Dr. Hammond showed up again at nine-thirty sharp. He had
someone else with him, a wiry kid of eighteen or so—Hammond introduced him as
his apprentice Larry Soames. “So how are we feeling?” he asked, as he settled
on the same chair he’d used the morning before.
“A lot better,” I admitted. I fielded his questions and then
got my temperature, pulse, and so on taken again, while the kid watched and
listened and took notes in a little black notebook.
“Excellent,” Hammond said finally. “You ought to take the
rest of today off, too, but if you do that you should be back on your feet
again tomorrow.”
“Fair enough,” I said, “and thank you. Now how much do I owe
you?”
“You don’t,” he said, with a broad smile. “I gather nobody’s
told you how we do health care here.” When I shook my head: “It’s pretty simple, really. Doctors like
me—general practitioners—contract with businesses, churches, or citizen’s
groups to provide basic health care.
That used to be common all over the old United States a century and a
half ago. My contract’s with the hotel;
I get a flat monthly salary from them, and in return I provide all the primary
health care for the employees and the guests.”
“What if somebody gets something a general practitioner
can’t treat?”
“Well, of course, then I refer them to a specialist, and
people have health insurance to cover that—but that’s not really that common,
all things considered.”
That surprised me.
Back home, if you want to risk going to a doctor, you pretty much have
to go to a specialist in whatever’s the matter, and if more than one part of
your body is involved you’d better hope the specialists you get are willing to
talk to each other or you’re going to land in a world of hurt.
“You don’t have a lot of general practitioners back home, I
imagine,” he said then.
“I don’t think I’ve ever met one,” I admitted.
“Well, there you are. Here, probably ninety per cent of the
physicians are GPs, and if you want to get into med school and become a
specialist you pretty much have to go through an apprenticeship and then work
as a GP for at least a few years first.
That way you remember that your job’s to treat patients, and not just a
heart or an endocrine system or what have you.”
“Hold it,” I said. “You don’t go to med school to become a
GP?”
“Not usually, no.” With another broad smile: “Back in the
old Union, the universities got really good at inserting themselves into just
about every job category you can think of as a job requirement.
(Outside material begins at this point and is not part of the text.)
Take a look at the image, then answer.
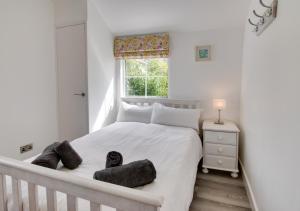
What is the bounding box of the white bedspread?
[8,122,202,211]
It was a big
moneymaker for the academic industry but it didn’t work very well for anybody
else—you’d go to college and learn a bunch of things dreamed up by people who
didn’t actually work in the field, and then you’d graduate and have to unlearn
most of it once you were on the job. We ditched all that after Partition;
outside of a very few fields, most of them scholarly, it’s pretty much all
apprenticeship.”
He nodded at Larry. “Six years from now, when he’s done with
his apprenticeship, he’ll have years of hands-on experience to go with what
he’s learning from the books, and once he passes his board exams he’ll be ready
to start treating patients on his own right away. That’s the way it used to be
done, you know—by apprenticeship, followed by state board exams. Doctors,
lawyers, teachers, architects, all the skilled professions used to be that way,
and it worked better, so we went back to it.”
He got up. “But that’s neither here nor there. Take it easy
for the rest of the day, and if you feel worse—or if you get any of the
symptoms I mentioned—give me a call right away. Okay? Excellent. Well, Mr.
Carr, have a great day.”
They left, and I lay back down and eventually dozed off again.